Andy Green, chief prevaricator of the Happy Family of the Flying U--and not ashamed of either title or connection--pushed his new Stetson back off his untanned forehead, attempted to negotiate the narrow passage into a Pullman sleeper with his suitcase swinging from his right hand, and butted into a woman who was just emerging from the dressingroom. He butted into her so emphatically that he was compelled to swing his left arm out very quickly, or see her go headlong into the window opposite; for a fullsized suitcase propelled forward by a muscular young man may prove a very efficient instrument of disaster, especially if it catches one just in the hollow back of the knee. The woman tottered and grasped Andy convulsively to save herself a fall, and so they stood blocking the passage until the porter arrived and took the suitcase from Andy with a tip-inviting deference.
Andy apologized profusely, with a quaint, cowpunchery phrasing that caused the woman to take a second look at him.
And, since Andy Green would look good to any woman capable of recognizing--and appreciating--a real man when she saw him, she smiled and said it didn't matter in the least.
That was the beginning of the acquaintance. Andy took her by her plump, chiffon-veiled arm and piloted her to her seat, and he afterward tipped the porter generously and had his own belongings deposited in the section across the aisle. Then, with the guile of a foreign diplomat, he betook himself to the smoking-room and stayed there for three quarters of an hour. He was not taking any particular risk of losing the opportunity of an unusually pleasant journey, for the dollar he had invested in the goodwill of the porter had yielded the information that the lady was going through to Great Falls.

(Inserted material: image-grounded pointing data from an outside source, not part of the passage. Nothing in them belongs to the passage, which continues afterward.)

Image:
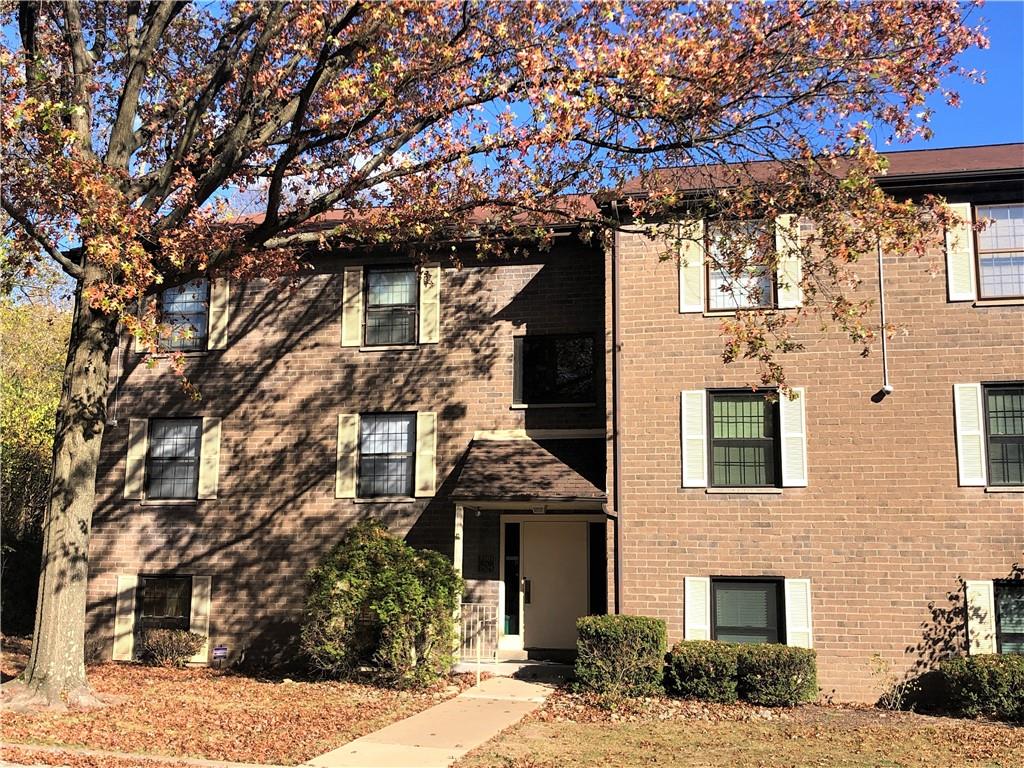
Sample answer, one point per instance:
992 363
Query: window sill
525 406
764 491
998 302
389 347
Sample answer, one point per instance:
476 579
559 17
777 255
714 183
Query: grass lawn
566 733
215 715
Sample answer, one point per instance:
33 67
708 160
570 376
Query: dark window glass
186 308
1005 422
1010 616
743 439
511 579
166 602
172 466
391 300
555 369
387 454
1000 251
747 611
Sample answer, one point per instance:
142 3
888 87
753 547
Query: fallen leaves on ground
221 716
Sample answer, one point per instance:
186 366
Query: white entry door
554 566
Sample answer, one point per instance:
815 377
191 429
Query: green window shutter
960 256
124 617
969 418
217 338
691 265
793 433
980 600
788 271
696 608
351 307
209 458
348 454
426 454
798 612
430 306
199 620
135 459
693 408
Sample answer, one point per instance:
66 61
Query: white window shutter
135 458
124 617
217 337
691 265
351 307
970 426
798 612
209 458
960 256
426 454
980 597
693 409
793 433
696 608
199 620
348 454
430 303
790 268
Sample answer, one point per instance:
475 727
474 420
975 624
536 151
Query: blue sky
992 113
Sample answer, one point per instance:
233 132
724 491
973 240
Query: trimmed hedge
620 655
986 684
774 675
702 669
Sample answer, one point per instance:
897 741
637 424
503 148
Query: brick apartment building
564 428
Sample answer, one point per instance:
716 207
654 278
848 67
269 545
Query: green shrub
380 607
987 684
619 655
774 675
169 647
702 669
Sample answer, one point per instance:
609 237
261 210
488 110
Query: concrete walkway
438 736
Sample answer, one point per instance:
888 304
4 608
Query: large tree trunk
56 669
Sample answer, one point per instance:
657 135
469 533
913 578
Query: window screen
172 466
166 602
387 452
554 369
743 439
1005 421
1010 616
1000 251
735 280
391 302
185 308
747 611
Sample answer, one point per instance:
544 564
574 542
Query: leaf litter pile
202 713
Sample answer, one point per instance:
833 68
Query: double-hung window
1005 433
554 370
387 455
392 296
737 279
186 310
1010 616
172 460
1000 251
166 602
747 611
744 439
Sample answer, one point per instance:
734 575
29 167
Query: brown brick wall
279 388
883 529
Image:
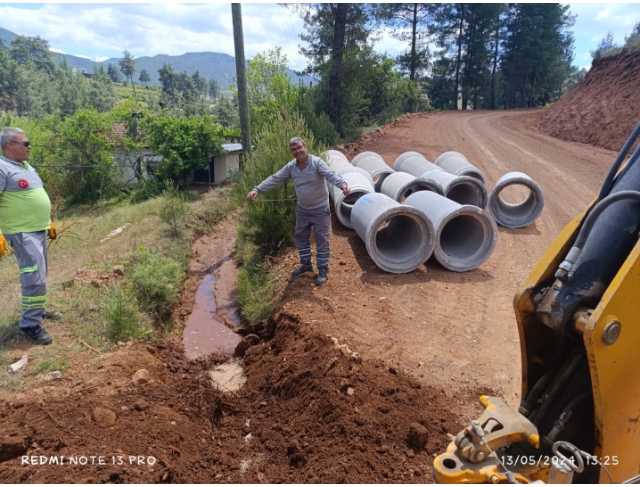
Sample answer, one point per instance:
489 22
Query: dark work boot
52 315
36 334
301 270
322 277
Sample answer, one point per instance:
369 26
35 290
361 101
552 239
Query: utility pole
241 76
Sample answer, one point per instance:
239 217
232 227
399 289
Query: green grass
90 313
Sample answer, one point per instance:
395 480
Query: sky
101 31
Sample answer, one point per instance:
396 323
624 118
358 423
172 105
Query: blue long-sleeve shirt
309 182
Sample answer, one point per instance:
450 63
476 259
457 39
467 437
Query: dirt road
460 327
309 412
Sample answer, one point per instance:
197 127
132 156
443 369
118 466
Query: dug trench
310 411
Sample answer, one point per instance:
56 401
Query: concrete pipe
344 170
337 163
525 210
364 155
360 185
398 238
334 154
465 235
464 190
399 185
416 166
457 164
375 167
403 156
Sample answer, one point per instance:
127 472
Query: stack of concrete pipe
359 181
461 188
386 206
466 234
399 238
516 215
400 185
375 166
456 163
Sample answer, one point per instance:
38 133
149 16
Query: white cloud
102 31
99 30
604 14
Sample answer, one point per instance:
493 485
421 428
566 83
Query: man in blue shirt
308 174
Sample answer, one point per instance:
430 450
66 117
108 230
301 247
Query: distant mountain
6 36
211 65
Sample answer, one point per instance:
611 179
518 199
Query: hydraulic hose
564 272
608 182
632 160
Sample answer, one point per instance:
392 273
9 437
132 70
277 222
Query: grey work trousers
318 220
31 252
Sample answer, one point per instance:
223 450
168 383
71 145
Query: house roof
229 147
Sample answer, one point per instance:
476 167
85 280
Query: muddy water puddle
209 326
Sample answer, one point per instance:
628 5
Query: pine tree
128 67
144 77
114 73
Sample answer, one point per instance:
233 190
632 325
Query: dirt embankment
603 108
308 413
430 341
311 411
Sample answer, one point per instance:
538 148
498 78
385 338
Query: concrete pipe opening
467 193
400 185
374 165
464 190
360 186
416 166
336 154
516 201
398 238
462 238
378 180
343 170
466 236
456 163
366 155
398 162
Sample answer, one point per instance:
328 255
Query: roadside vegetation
608 47
115 152
100 306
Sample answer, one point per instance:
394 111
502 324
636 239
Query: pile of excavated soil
354 148
308 413
603 108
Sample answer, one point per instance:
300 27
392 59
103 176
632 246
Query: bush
149 188
254 286
123 316
156 282
270 224
173 211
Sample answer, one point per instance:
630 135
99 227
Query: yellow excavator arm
578 317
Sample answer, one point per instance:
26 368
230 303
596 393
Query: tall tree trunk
467 69
533 88
524 91
133 86
458 59
414 54
493 71
340 11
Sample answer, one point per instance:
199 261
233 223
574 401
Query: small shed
222 166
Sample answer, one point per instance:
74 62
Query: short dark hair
8 134
295 140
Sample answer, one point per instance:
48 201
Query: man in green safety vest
25 222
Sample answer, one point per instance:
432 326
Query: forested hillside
458 56
211 65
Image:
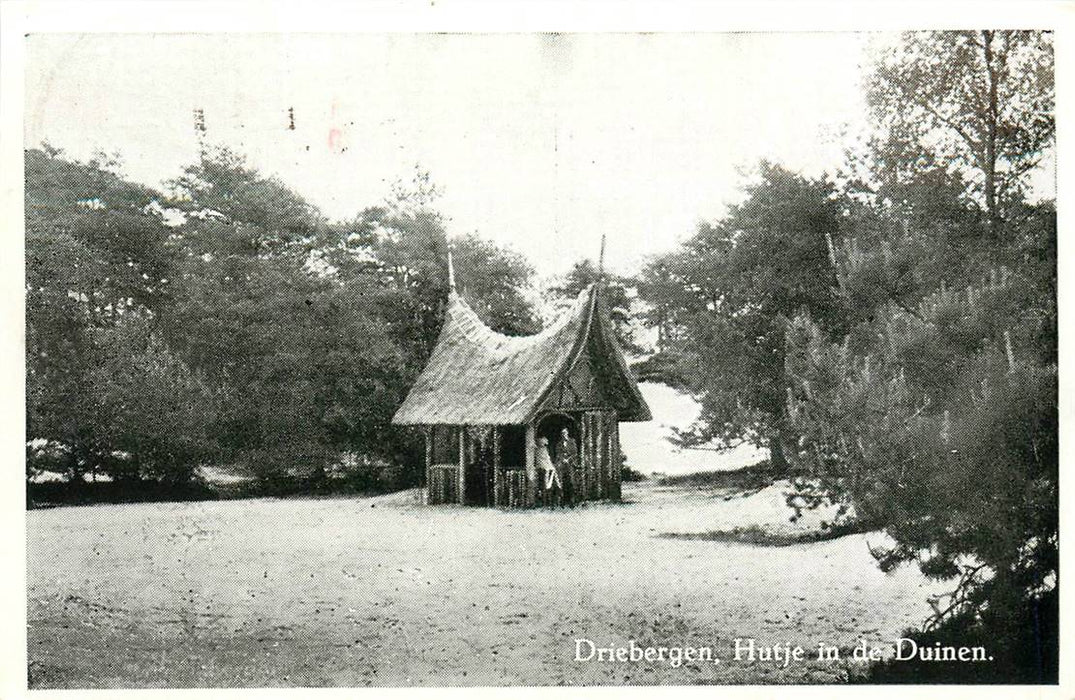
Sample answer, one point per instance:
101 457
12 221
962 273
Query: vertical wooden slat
429 461
462 466
617 467
496 466
531 467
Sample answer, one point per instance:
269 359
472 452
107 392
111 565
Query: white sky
541 142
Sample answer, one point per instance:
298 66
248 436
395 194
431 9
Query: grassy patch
761 537
749 477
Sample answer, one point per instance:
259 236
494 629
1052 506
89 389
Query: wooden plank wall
443 484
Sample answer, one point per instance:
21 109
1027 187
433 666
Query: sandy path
359 591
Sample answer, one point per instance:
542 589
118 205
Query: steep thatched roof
478 376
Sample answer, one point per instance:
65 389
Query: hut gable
477 376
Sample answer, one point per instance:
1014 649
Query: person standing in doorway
546 469
567 461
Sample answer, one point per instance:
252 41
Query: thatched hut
485 400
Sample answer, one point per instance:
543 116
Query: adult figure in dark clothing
567 458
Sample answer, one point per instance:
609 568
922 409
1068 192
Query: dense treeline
888 332
891 333
230 324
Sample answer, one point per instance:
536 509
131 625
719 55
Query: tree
982 100
95 257
737 283
157 415
933 413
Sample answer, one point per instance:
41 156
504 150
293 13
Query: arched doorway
550 427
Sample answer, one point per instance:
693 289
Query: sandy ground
647 446
386 591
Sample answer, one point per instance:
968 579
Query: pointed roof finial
601 258
452 273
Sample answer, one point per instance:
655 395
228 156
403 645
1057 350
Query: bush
1023 646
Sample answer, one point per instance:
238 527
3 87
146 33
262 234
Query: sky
540 142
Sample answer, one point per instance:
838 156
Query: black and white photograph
442 357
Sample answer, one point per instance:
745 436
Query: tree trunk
991 119
776 458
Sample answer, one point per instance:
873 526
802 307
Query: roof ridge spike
452 272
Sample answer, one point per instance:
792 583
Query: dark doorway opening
552 426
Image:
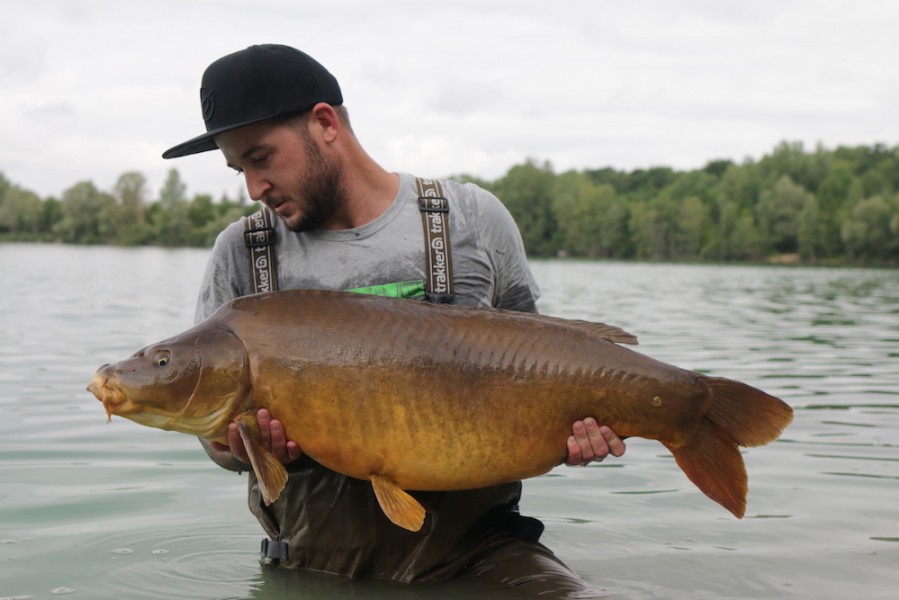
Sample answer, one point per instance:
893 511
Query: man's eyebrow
245 155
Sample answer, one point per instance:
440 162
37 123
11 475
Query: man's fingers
264 419
596 439
235 443
278 440
574 452
614 443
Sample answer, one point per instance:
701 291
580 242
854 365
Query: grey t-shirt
331 522
489 263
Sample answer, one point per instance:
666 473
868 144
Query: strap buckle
259 237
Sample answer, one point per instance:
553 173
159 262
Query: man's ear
324 118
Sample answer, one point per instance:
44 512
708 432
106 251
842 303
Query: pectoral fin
400 507
270 473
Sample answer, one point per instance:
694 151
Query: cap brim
206 142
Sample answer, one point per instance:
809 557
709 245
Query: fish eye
162 358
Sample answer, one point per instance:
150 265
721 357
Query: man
345 223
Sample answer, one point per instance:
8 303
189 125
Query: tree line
839 205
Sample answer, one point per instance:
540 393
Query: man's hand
590 441
272 438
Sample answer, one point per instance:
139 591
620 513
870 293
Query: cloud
94 88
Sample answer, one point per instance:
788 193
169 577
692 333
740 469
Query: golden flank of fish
413 396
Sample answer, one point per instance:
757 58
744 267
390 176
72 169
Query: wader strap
259 236
438 257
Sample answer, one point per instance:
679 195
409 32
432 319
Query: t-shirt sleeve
516 288
227 272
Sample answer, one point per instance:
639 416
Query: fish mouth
107 393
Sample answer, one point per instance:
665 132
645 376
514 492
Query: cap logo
207 101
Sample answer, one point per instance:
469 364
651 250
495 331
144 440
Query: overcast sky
90 89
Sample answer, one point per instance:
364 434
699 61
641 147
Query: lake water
96 510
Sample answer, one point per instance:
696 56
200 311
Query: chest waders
259 237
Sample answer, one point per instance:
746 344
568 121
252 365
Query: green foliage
822 206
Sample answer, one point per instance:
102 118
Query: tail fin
750 416
741 415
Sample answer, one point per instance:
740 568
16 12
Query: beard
319 185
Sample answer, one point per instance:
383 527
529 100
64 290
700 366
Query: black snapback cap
255 84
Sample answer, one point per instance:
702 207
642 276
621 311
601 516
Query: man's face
285 169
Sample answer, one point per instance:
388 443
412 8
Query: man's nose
257 186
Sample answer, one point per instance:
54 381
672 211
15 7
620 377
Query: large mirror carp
415 396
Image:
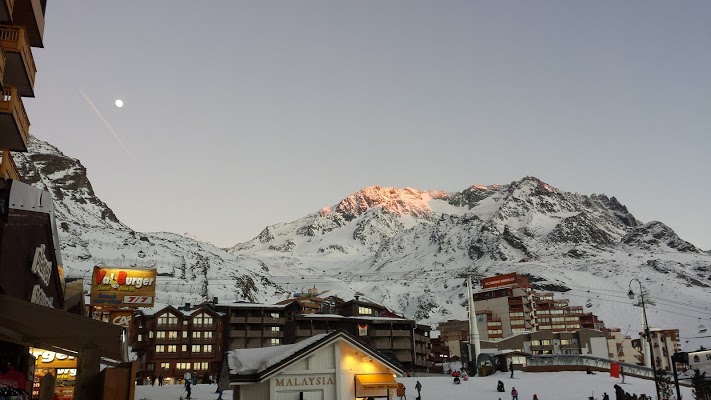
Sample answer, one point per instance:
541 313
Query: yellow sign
123 287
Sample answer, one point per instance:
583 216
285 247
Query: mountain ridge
402 247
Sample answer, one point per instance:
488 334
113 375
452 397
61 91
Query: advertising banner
123 287
124 319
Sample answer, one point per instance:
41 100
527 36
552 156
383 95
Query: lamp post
630 294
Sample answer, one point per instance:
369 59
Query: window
365 311
202 320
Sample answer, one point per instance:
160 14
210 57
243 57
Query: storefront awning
33 325
377 381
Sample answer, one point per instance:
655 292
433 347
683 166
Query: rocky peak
395 201
654 234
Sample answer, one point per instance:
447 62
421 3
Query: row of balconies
257 320
21 26
243 333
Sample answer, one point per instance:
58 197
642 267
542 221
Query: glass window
364 311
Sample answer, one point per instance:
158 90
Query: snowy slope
406 248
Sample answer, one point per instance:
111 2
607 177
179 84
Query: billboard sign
123 287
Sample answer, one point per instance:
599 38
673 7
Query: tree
666 385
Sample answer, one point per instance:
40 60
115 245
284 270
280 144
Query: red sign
615 370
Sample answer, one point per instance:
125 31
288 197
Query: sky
242 114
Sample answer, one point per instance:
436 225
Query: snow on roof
371 318
250 361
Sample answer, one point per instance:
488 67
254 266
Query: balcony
20 67
30 14
14 124
273 334
8 169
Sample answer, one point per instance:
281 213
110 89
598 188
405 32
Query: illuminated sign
123 287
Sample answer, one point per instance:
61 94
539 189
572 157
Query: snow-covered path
548 386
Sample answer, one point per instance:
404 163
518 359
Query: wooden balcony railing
15 39
10 102
8 169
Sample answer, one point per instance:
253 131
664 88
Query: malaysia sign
123 287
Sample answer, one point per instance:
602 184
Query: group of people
620 394
160 380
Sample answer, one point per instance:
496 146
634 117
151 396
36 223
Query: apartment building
171 341
21 28
665 342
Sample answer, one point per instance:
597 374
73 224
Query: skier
619 393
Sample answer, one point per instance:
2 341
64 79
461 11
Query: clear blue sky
240 114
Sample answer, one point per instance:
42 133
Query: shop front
331 366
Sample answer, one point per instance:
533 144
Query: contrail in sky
105 122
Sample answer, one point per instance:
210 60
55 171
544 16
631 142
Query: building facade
171 341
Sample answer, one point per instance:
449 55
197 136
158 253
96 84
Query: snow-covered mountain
407 249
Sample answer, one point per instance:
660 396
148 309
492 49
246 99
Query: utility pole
473 328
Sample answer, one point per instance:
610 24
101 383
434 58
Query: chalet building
665 343
171 341
250 325
583 341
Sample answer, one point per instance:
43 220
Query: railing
7 167
575 362
15 39
11 102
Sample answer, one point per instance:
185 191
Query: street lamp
646 331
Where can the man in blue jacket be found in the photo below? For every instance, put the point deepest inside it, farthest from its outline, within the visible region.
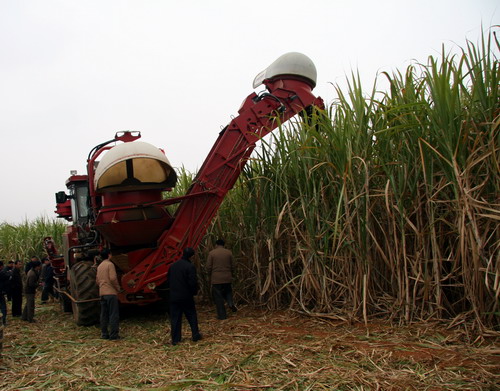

Since Andy had boarded the train at Harlem there was plenty of time to kill between there and Dry Lake, which was his destination.
The lady smiled at him rememberingly when finally he seated himself across the aisle from her, and without any serious motive Andy smiled back. So presently they were exchanging remarks about the journey. Later on, Andy went over and sat beside her and conversation began in earnest. Her name, it transpired, was Florence Grace Hallman. Andy read it engraved upon a card which added the information that she was engaged in the real estate business--or so the three or four words implied. "Homemakers' Syndicate, Minneapolis and St. Paul," said the card. Andy was visibly impressed thereby.
He looked at her with swift appraisement and decided that she was "all to the good."
Florence Grace Hallman was tall and daintily muscular as to figure. Her hair was a light yellow--not quite the shade which peroxide gives, and therefore probably natural. Her eyes were brown, a shade too close together but cool and calm and calculating in their gaze, and her eyebrows slanted upward a bit at the outer ends and were as heavy as beauty permitted. Her lips were very red, and her chin was very firm. She looked the successful business woman to her fingertips, and she was eminently attractive for a woman of that self-assured type.
Andy was attractive also, in a purely Western way.
His gray eyes were deceivingly candid and his voice was pleasant with a little, humorous drawl that matched well the quirk of his lips when he talked. He was headed for home--which was the Flying U--sober and sunny and with enough money to see him through.
He told Florence Hallman his name, and said that he lived "up the road a ways" without being too definite.
Florence Hallman lived in Minneapolis, she said; though she traveled most of the time, in the interests of her firm.
Yes, she liked the real estate business. One had a chance to see the world, and keep in touch with people and things. She liked the West especially well. Since her firm had taken up the homeseekers' line she spent most of her time in the West.
They had supper--she called it dinner, Andy observed--together, and Andy Green paid the check, which was not so small. It was after that, when they became more confidential, that Florence Hallman, with the egotism of the successful person who believes herself or himself to be of keen interest to the listener spoke in greater detail of her present mission.
Her firm's policy was, she said, to locate a large tract of government land somewhere, and then organize a homeseekers' colony, and settle the land-hungry upon the tract--at so much per hunger. She thought it a great scheme for both sides of the transaction. The men who wanted claims got them. The firm got the fee for showing them the land--and certain other perquisites at which she merely hinted.
She thought that Andy himself would be a success at the business. She was quick to form her opinions of people whom she met, and she knew that Andy was just the man for such work. Andy, listening with his candid, gray eyes straying often to her face and dwelling there, modestly failed to agree with her. He did not know the first thing about the real estate business, he confessed, nor very much about ranching. Oh, yes--he lived in this country, and he knew THAT pretty well, but--"The point is right here," said Florence Grace Hallman, laying her pink fingertips upon his arm and glancing behind her to make sure that they were practically alone--their immediate neighbors being still in the diner. "I'm speaking merely upon impulse--which isn't a wise thing to do, ordinarily. But--well, your eyes vouch for you, Mr. Green, and we women are bound to act impulsively sometimes--or we wouldn't be women, would we?" She laughed--rather, she gave a little, infectious giggle, and took away her fingers, to the regret of Andy who liked the feel of them on his forearm.